After the verdict of the jury, in 1881, convicting the prisoner Bork of the crime of embezzlement, the case was removed by certiorari from the court of Oyer and Terminer to this court. That process removed the entire record from the Oyer and Terminer to this court. The conviction being affirmed in the General Term, the case w'as taken to the Court of Appeals by a writ of error, and that court affirmed the decision, and remitted the case to the Oyer and Terminer to pronounce judgment, which had not before been done. The certiorari and writ of error transferred the case out of the. Oyer *399and Terminer completely, so that there was nothing pending m that court.
The provisions of the Criminal Code preserving the old organization of the court of Oyer and Terminer in cases pending therein, have no application to this case. For when the Court of Appeals directed that the Oyer and Terminer pronounce judgment, and remitted the case to the Oyer and Terminer, the court was organized solely by one justice of the Supreme Court, the statute saying that the Court of Oyer and Terminer is held by one justice without any associate.
This court, at a recent general term, in the casé of Ostrander v. People, "* held that, in a case that had been taken to the Court of Appeals, the statute having been changed in the mean time, the court of Oyer and Terminer was organized by a single judge without any associate.
It is sought, by counsel for the prisoner here, to apply that decision to the case of Bork, so that he may receive his discharge because he was sentenced by a tribunal illegally constituted. It has been held in this state, uniformly, since the case of Cancemi v. People, 18 N. Y. 128, that in the matter of the organization of the court, in cases of felony, nothing that goes to the composition or jurisdiction of the court can be waived, even by the prisoner.

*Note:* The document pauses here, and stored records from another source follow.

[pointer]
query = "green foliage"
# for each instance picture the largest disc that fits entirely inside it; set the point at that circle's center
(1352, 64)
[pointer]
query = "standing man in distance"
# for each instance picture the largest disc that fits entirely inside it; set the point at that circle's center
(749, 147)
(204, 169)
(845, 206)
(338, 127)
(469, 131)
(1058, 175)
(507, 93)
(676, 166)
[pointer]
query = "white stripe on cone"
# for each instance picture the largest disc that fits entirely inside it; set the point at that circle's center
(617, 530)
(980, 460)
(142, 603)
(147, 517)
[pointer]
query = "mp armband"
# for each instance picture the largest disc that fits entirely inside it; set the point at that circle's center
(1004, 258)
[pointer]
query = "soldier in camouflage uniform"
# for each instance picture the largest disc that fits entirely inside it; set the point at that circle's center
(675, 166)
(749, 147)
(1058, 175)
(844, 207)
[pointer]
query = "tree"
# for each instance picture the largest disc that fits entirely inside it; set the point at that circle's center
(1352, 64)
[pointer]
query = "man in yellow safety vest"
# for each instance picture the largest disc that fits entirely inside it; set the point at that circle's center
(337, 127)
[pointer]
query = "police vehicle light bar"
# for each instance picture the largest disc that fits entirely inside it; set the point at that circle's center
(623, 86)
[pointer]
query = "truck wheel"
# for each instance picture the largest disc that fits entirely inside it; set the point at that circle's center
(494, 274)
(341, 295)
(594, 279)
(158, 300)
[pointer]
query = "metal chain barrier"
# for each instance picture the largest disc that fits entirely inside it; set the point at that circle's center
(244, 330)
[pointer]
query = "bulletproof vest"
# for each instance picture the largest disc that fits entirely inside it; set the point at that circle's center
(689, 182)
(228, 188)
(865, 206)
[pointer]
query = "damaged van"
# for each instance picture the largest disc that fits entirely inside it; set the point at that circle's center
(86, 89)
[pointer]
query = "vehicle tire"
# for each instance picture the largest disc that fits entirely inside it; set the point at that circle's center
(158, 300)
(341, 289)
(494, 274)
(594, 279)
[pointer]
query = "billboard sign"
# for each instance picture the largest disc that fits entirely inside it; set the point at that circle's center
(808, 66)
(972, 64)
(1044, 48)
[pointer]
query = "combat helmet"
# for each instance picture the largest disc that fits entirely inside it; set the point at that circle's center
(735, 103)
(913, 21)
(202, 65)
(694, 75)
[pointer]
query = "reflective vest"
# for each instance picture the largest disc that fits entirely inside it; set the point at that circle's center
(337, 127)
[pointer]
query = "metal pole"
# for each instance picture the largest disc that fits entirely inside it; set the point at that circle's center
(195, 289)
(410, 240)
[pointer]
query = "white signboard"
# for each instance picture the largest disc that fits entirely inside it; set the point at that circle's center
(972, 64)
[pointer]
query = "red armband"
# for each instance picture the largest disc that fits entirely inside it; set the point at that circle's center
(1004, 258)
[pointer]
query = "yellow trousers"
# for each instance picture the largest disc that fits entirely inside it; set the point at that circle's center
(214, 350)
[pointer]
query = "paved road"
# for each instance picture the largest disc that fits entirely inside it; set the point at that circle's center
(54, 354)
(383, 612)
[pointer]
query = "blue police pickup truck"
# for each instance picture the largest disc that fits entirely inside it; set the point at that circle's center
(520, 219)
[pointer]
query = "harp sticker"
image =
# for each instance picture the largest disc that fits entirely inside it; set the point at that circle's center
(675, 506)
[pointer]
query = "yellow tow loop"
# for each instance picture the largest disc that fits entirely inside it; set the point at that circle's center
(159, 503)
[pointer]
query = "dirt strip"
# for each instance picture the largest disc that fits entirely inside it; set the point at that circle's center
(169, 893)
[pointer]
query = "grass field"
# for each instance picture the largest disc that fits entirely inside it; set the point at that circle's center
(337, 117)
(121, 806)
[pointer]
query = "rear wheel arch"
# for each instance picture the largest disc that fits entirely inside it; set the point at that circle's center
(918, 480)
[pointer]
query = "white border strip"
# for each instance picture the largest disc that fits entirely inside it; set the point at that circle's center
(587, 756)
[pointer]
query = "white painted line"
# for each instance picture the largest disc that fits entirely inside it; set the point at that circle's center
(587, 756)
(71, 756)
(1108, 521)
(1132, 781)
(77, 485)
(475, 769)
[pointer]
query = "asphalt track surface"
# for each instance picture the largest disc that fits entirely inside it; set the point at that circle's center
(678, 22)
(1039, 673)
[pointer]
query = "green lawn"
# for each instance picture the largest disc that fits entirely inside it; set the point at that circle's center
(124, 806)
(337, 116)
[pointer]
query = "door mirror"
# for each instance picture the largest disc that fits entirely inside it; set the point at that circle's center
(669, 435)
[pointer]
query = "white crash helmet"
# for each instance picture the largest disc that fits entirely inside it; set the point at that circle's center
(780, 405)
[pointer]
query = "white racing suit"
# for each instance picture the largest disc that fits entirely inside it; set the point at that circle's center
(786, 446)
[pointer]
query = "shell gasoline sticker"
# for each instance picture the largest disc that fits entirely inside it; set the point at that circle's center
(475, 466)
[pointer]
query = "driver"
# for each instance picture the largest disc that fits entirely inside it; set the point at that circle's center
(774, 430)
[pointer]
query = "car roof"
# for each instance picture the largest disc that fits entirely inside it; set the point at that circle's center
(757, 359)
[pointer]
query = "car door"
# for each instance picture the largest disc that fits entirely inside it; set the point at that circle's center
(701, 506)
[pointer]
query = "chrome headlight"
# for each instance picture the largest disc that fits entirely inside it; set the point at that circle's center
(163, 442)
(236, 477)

The sole question in this case is whether the court that pronounced this sentence, was a court at all—whether it was a body of persons having no jurisdiction, or whether the error of' allowing the two justices of Sessions to sit there, was a mere irregularity. If their presence was a matter of substance; if it can be clearly seen that their presence necessarily affected the judgment, it would doubtless be regarded as a matter of jurisdictional import, and the sentence doubtless would have to be vacated and the prisoner remanded to that court for a new sentence. But, in my judgment, it was a mere irregularity; a justice of this court was present; the judgment of the court was pronounced by him; it was at a term of the Oyer and Terminer, over which a justice of this court alone can preside. The circumstance that he called upon two men, who were *400justices of Sessions, to sit by his side, is of no more significance than if he had called upon two personal friends to sit on the bench with him. If the prisoner had any reason to believe that the presence of these gentlemen on the bench would affect his case prejudicially to him, an objection should have been made, and, if objection had been made, it doubtless would have been regarded as a good objection, and would have been sustained, and the presiding justice would have dismissed these two gentlemen, who happened to be justices of Sessions.
This is all there is of the case; it is all that can be said about it. I must remand the prisoner to the custody of the warden of the state prison at Auburn.
Reported, ante, page 374.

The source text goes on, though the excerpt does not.